Filipe Beja Simões: “Aonde pára o serviço?”

A opinião de Filipe Beja Simões, gestor hoteleiro

Nos anos 90, uma cena do filme “Aonde Pára a Polícia?” tornou-se icónica. O agente da autoridade, no meio de explosões e do caos, repete com ar impassível: “Circulem, não há nada para ver”. Atrás dele, carros em chamas, pessoas a gritar, tudo a desmoronar-se. Mas ele ali está, sereno. Inacreditável — e tragicamente parecido com o que se vive hoje, tantas vezes, no nosso país.

Rimo-nos. Porque o humor tem disso. Mas também porque reconhecemo-nos no retrato. Vivemos rodeados de pequenas explosões: sistemas que falham continuamente, atendimentos frios e indiferentes, burocracias que mais complicam do que resolvem. E o mais inquietante? A naturalidade com que tudo se aceita.

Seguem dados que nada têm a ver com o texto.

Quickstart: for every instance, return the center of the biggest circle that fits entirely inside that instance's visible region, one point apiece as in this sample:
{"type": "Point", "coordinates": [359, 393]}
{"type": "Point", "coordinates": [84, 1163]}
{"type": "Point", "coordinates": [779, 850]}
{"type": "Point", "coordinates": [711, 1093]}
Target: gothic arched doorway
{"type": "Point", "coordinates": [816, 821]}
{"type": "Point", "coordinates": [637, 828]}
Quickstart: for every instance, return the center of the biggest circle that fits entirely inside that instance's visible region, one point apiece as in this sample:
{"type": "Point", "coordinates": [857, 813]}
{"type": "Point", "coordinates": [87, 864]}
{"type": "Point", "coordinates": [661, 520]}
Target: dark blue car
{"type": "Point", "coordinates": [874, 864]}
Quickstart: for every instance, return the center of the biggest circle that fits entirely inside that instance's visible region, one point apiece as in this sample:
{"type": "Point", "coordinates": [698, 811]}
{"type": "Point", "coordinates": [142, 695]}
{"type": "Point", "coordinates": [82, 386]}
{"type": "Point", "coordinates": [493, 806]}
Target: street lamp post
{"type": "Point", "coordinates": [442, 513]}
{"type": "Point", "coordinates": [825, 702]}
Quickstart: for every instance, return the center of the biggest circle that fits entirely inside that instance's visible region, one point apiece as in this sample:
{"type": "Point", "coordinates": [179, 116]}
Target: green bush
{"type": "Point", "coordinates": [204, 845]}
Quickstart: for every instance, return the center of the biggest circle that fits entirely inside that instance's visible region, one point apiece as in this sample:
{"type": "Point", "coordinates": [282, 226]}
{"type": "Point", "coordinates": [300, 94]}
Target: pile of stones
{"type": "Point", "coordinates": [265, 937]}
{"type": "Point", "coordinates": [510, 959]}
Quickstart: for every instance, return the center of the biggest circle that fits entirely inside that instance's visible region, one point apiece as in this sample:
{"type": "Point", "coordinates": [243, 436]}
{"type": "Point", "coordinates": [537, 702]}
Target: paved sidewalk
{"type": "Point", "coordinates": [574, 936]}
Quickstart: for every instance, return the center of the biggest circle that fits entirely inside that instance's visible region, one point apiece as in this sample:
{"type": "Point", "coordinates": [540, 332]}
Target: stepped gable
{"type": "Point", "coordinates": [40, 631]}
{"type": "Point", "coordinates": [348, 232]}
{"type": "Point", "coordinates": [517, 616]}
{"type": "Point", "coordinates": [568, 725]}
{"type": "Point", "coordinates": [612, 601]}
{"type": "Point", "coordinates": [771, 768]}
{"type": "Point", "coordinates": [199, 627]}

Quantos de nós fomos atendidos num supermercado por alguém que fala via bluetooth com um colega ou um amigo, ignorando completamente o cliente à sua frente? Ou entrámos num café e a primeira palavra que ouvimos foi um seco “Diga”? Ou, na bomba de gasolina, convocados por um “Próximo?”, sem olhar, sem tom, sem presença?

Estes gestos, aparentemente triviais e quotidianos, revelam algo estrutural: a ausência generalizada de uma cultura de serviço. Não por falta de capacidade, mas por falta de formação, exigência, acompanhamento e, sobretudo, valorização de quem serve. Confundiu-se servir com subserviência. Quando, na verdade, servir é uma expressão nobre de cidadania. É estarmos disponíveis para o outro e ir além das expectativas.

Não é um tema sexy. Não é vanguarda, nem dá likes nas redes. Mas é urgente. E muitas vezes evitado por receio de parecer moralista, antiquado. Não é essa aqui a intenção. Trata-se, isso sim, de reconhecer que há um problema — e de propor soluções, de ousar pensar sobre tudo o que nos rodeia e não ficar indiferente.

Uma das sugestões começa por educar para o serviço. Para o gesto atento. Para a responsabilidade de fazer bem, mesmo quando ninguém está a ver. Como esperar que alguém tenha ética no desempenho, se nunca lhe foi transmitida a dignidade do seu papel?

Muito se fala das novas gerações. Que não aceitam compromissos, que saltam alegremente de trabalho em trabalho, que vivem no digital e não sabem estar no mundo real. Mas convém ir mais fundo. São jovens cheios de potencial, muitas vezes sem propósito claro e sem objectivos. Chegam ao mercado e encontram muitas vezes chefias esgotadas, lideranças que já não lideram, e uma cultura que valoriza o “cumprir horário” mais do que o “deixar marca”, fazer bem à primeira.

Estão certamente à procura de algo que as inspire, desafie. E, quando o encontram, respondem, quase sempre surpreendendo nos resultados. O desafio é criar contextos onde o compromisso se ensine, se pratique e se celebre.

Num tempo em que quase tudo se automatiza, há sectores que resistem pela força da relação humana. O turismo e a hotelaria são disso exemplo. Aqui, escuta-se, cuida-se, antecipa-se, surpreende-se. Aprende-se a lidar com a diferença, com o erro, com a urgência e com a dignidade.

O país precisa de reencontrar o valor do compromisso, o gosto pelo trabalho bem feito, e o orgulho de tratar bem quem connosco cruza caminho. Servir não é submeter-se. É construir comunidade. É fazer parte. E talvez, num tempo de tanto ruído, seja justamente a atitude silenciosa de quem serve bem que pode começar a mudar tudo.